Though it is often criticized by rival T-Mobile for being opaque, a Verizon exec said Thursday the carrier holds transparency and customer privacy as top priorities – even at its own expense.
Speaking at an investor conference, EVP and President of Product Innovation and New Businesses Marni Walden said “privacy is very important to the brand we’ve built” and Verizon is careful not to compromise the relationship it’s developed with customers on that front. Unfortunately, Walden noted that has forced the company to move slower than it would like in leveraging data for new ad capabilities following its $4.4 billion acquisition of AOL in May 2015.
“We had a number of assets at Verizon that we were unable to monetize, because ultimately the path to monetization was ad tech capabilities,” Walden explained. “For the first year, we’ve worked on bringing Verizon data into AOL. Candidly, that’s been slower than I’d like it to be, and you’ll see us accelerate that this year. The reason for that is around privacy and transparency for our customers.”
Walden said Verizon is walking a fine line to integrate Verizon’s data into its AOL platform “in a very responsible way,” with the end goal of achieving “targeted advertising (that) is significantly better.”
In terms of other monetization opportunities that exist for Verizon, Walden noted sponsored data – like its FreeBee program – isn’t really on the list.
“From a monetization standpoint, it’s – with all of the unlimited kind of things that are going on – maybe is not as valuable today in terms of monetizing,” Walden said. But that doesn’t mean it’s worthless. Walden noted sponsored data offerings are still valuable to the consumer, and are by extension valuable to Verizon as a “customer satisfier.”
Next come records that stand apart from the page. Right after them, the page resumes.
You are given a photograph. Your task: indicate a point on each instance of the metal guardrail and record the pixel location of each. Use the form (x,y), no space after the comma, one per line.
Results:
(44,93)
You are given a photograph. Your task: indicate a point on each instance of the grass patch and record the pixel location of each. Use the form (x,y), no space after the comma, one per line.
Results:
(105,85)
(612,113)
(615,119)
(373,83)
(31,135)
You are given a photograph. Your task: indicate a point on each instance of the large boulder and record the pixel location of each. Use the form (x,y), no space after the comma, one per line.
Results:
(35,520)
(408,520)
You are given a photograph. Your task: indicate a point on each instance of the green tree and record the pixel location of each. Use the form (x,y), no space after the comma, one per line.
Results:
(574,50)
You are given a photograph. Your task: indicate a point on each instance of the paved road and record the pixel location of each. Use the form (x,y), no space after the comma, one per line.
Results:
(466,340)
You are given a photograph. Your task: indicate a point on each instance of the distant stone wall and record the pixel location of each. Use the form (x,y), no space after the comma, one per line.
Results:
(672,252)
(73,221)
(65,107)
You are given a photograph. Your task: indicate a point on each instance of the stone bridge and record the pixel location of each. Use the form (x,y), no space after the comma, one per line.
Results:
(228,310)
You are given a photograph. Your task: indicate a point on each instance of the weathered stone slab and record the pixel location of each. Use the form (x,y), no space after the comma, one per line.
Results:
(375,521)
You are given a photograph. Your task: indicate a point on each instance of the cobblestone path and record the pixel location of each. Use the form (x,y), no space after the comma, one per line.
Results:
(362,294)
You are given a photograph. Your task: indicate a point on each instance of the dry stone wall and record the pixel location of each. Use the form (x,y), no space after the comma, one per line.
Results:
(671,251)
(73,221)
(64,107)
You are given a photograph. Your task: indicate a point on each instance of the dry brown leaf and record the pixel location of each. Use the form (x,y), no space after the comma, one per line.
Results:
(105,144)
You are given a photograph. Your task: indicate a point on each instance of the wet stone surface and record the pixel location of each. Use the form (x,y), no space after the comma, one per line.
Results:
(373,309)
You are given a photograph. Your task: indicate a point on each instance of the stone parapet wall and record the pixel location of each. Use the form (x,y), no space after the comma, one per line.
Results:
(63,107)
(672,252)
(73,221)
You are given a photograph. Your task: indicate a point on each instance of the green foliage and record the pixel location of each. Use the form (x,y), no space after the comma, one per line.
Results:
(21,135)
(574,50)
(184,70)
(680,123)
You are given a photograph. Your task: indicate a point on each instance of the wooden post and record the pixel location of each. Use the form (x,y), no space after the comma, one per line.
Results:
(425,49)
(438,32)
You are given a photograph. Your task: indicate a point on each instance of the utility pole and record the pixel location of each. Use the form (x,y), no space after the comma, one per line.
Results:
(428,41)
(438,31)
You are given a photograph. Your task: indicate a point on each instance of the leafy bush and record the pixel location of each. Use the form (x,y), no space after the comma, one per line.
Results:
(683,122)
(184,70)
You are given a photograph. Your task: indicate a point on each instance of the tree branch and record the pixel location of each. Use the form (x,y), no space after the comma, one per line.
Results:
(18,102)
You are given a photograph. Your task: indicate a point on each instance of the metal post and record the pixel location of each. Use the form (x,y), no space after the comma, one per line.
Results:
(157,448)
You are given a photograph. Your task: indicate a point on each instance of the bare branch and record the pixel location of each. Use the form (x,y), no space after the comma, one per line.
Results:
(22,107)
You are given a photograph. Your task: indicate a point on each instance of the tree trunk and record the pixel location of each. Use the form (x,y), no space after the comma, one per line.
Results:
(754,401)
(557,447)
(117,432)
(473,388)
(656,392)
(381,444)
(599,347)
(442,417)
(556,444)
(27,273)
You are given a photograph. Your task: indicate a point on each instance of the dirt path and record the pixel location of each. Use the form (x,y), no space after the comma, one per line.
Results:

Back on the privacy front, Walden noted that the “strategic rationale” for the carrier’s acquisition of Yahoo – that is, scaling its audience into the billions of eyeballs – “still remains important to us” even in the wake of two massive customer data breaches. However, Walden said things are still up in the air as the investigations into those incidents continue.
“Unfortunately, I can’t sit here today and say with confidence one way or the other because we still don’t know,” Walden said. “With time we will have answers to those questions…but we will be very responsible with what we do to make sure we’re getting the value out of the asset.”